Beim Hobbygärtner spielte die Nachbarin, die über den Zaun schaute, eine wesentliche Rolle für das Wachstum der Stangenbohne. Es ist wichtig, dass wir ebenfalls Menschen über «unseren Zaun» blicken lassen. Ein sehr guter Ort dafür sind Kleingruppen, in denen man sich das Mandat gibt, einem ins Leben zu reden.

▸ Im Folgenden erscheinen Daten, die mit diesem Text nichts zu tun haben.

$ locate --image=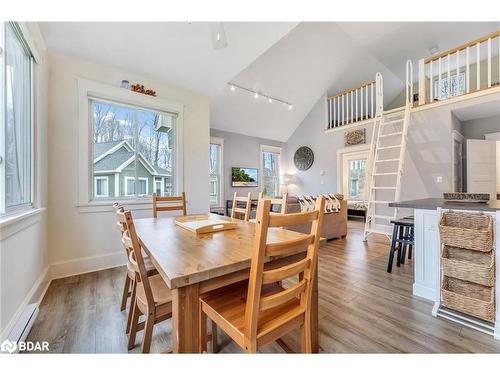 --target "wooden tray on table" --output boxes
[175,214,237,234]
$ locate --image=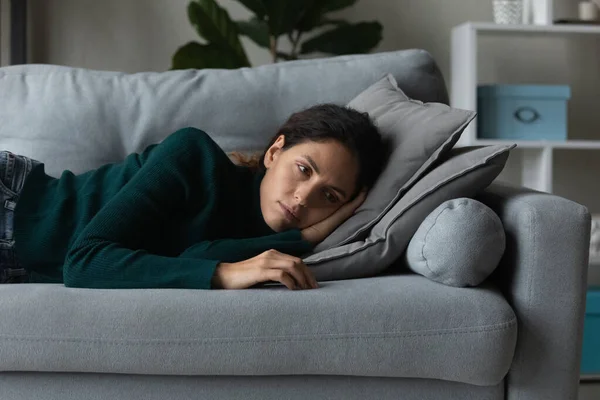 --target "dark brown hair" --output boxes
[228,104,386,199]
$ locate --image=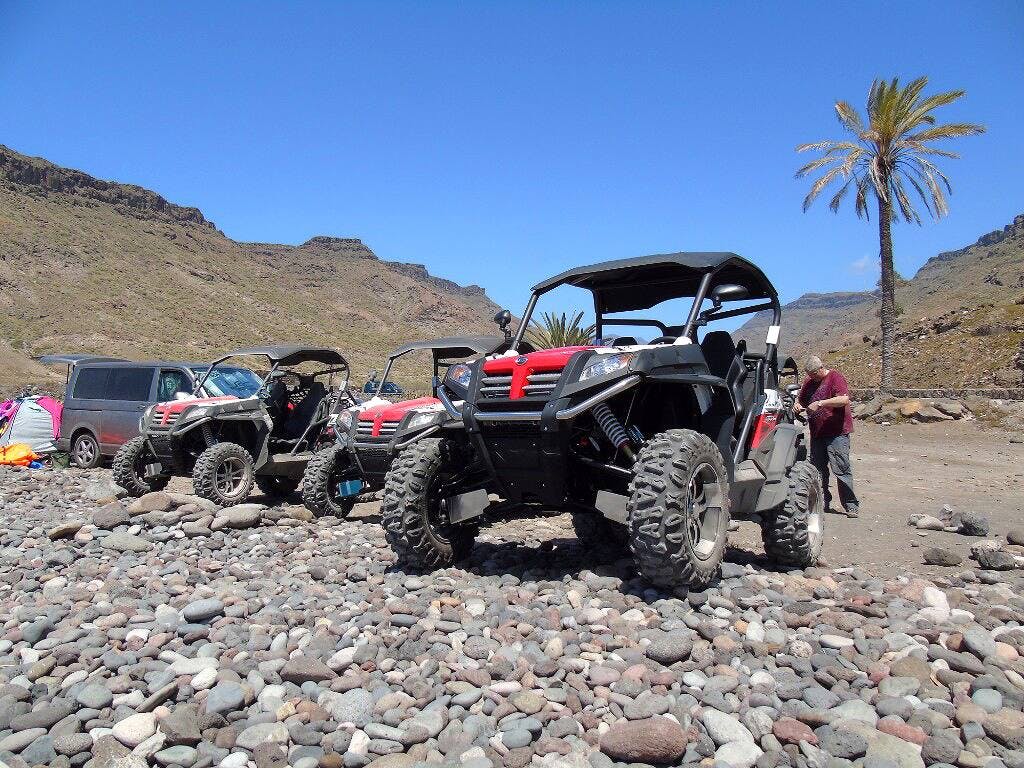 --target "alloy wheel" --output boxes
[686,462,722,560]
[216,456,246,499]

«Aber die dich lieben, sollen in ihrer Kraft wachsen wie die aufgehende Sonne!» (Richter 5,31). Das Leben eines Menschen, der Gott liebt, gleicht einer aufgehenden Sonne. Sein Leben findet zwischen Sonnenaufgang und Zenit statt. Selbst, wenn der äussere Mensch aufgerieben und schwach wird, nimmt der innere Mensch immer noch zu. Der 95-järigen Pablo Casals, der als der grösste Cellist gilt, den die Welt je gesehen hat, hatte eine vorbildliche Einstellung. Ein junger Reporter fragte ihn eines Tages: «Sie sind 95. Sie gelten als der beste Cellist der Welt und trotzdem üben Sie noch sechs Stunden am Tag. Warum?» Worauf der antwortete: «Weil ich denke, dass ich Fortschritte mache.» Wir sind noch nicht am Ziel angekommen und sollten jeden Tag Fortschritte machen. So werden wir reif in Christus und ein Wohlgeruch für unsere Umgebung.

 

 

Mögliche Fragen für die Kleingruppen

Bibeltext lesen: Hebräer 5,11-14; 1Korinther 3,1-4

  1. Auf welchem Feld im Wachstumspfad würdest du dich einschätzen? Warum?
  2. Willst du wachsen im Glauben? Was ist der Preis dafür?
  3. Was für eine Rolle spielt die seetal chile in deiner Entwicklung?
  4. Kennst du Menschen, die Christus im Zentrum haben? Wie fühlt sich das an?
  5. Was bedeutet die Tatsache, dass Gott es wachsen lässt, für dein Leben?